Author: Tan, Zhaoli; Gao, Lihua; Wang, Yan; Yin, Huihui; Xi, Yongyi; Wu, Xiaojie; Shao, Yong; Qiu, Weiyi; Du, Peng; Shen, Wenlong; Fu, Ling; Jia, Ru; Zhao, Chuanhua; Zhang, Yun; Zhao, Zhihu; Sun, Zhiwei; Chen, Hongxing; Hu, Xianwen; Xu, Jianming; Wang, Youliang
Title: PRSS contributes to cetuximab resistance in colorectal cancer Document date: 2020_1_1
ID: tymoeyoo_7
Snippet: To investigate the impact of PRSS1, PRSS2, and PRSS3 on cetuximab efficacy, we compared the expression data of the following six colon cancer cell lines: DiFi, LoVo, Caco-2, HT-29, HCT-8, and SW480. These cell lines all express EGFR (fig. S1A), and cetuximab inhibits their proliferation and survival to varying degrees (fig. S1B). Consistent with previous findings (17, 25) , a cell growth assay showed that DiFi cells were cetuximab sensitive, LoVo.....
Document: To investigate the impact of PRSS1, PRSS2, and PRSS3 on cetuximab efficacy, we compared the expression data of the following six colon cancer cell lines: DiFi, LoVo, Caco-2, HT-29, HCT-8, and SW480. These cell lines all express EGFR (fig. S1A), and cetuximab inhibits their proliferation and survival to varying degrees (fig. S1B). Consistent with previous findings (17, 25) , a cell growth assay showed that DiFi cells were cetuximab sensitive, LoVo and Caco-2 cells were moderately cetuximab sensitive, and HT-29 cells were cetuximab resistant. We examined PRSS1, PRSS2, and PRSS3 mRNA expression in the cell lines. Reverse transcription PCR showed that PRSS1 was significantly more highly expressed in the cetuximab-resistant cell lines than in the cetuximab-sensitive cell lines (Fig. 1B) ; PRSS2 and PRSS3 expression levels showed almost no differences between the cetuximab-resistant and cetuximab-sensitive cell lines. Next, we assessed the expression of PRSS1, an extracellular secreted protein, in the cell lines.
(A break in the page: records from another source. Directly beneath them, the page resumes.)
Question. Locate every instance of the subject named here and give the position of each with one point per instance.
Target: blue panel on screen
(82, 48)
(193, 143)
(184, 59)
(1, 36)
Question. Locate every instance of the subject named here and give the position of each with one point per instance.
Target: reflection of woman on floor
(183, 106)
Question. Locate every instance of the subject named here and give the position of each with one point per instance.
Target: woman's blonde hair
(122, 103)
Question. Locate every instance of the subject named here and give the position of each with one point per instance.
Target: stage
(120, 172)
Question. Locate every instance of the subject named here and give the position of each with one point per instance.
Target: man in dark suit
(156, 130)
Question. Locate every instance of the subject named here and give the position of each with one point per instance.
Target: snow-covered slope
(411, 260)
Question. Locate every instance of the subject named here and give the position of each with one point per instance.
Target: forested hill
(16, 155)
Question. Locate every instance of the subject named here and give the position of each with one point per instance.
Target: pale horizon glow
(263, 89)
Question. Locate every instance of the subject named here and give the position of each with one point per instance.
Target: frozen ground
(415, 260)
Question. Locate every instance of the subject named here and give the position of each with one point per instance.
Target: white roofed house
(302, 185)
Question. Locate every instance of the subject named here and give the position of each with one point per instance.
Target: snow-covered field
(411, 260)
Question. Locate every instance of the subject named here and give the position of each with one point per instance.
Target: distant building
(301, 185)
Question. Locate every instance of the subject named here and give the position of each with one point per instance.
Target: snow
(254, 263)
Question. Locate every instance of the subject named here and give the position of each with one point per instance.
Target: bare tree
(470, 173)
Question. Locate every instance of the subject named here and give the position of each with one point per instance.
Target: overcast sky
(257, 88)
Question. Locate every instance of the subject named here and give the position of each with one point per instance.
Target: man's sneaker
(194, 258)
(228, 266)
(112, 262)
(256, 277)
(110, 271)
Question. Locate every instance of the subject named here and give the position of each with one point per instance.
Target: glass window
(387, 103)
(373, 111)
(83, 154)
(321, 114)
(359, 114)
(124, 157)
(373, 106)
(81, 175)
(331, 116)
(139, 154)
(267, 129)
As anticipated, PRSS1 was significantly more highly expressed in the cetuximab-resistant cell lines than in the cetuximab-sensitive cell lines (Fig. 1 , B to D), which was confirmed at the mRNA level by quantitative PCR (qPCR) (Fig. 1C) and at the protein level by immunoblotting (Fig. 1B) and by enzymelinked immunosorbent assay (ELISA) using an anti-PRSS1 antibody ( Fig. 1D) . Furthermore, immunohistochemical (IHC) analysis showed that PRSS1 expression in tumor samples from cetuximab-resistant patients with mCRC was higher than that in samples from cetuximabsensitive patients with mCRC (Fig. 1E) . These results suggest that PRSS1 and cetuximab resistance are related.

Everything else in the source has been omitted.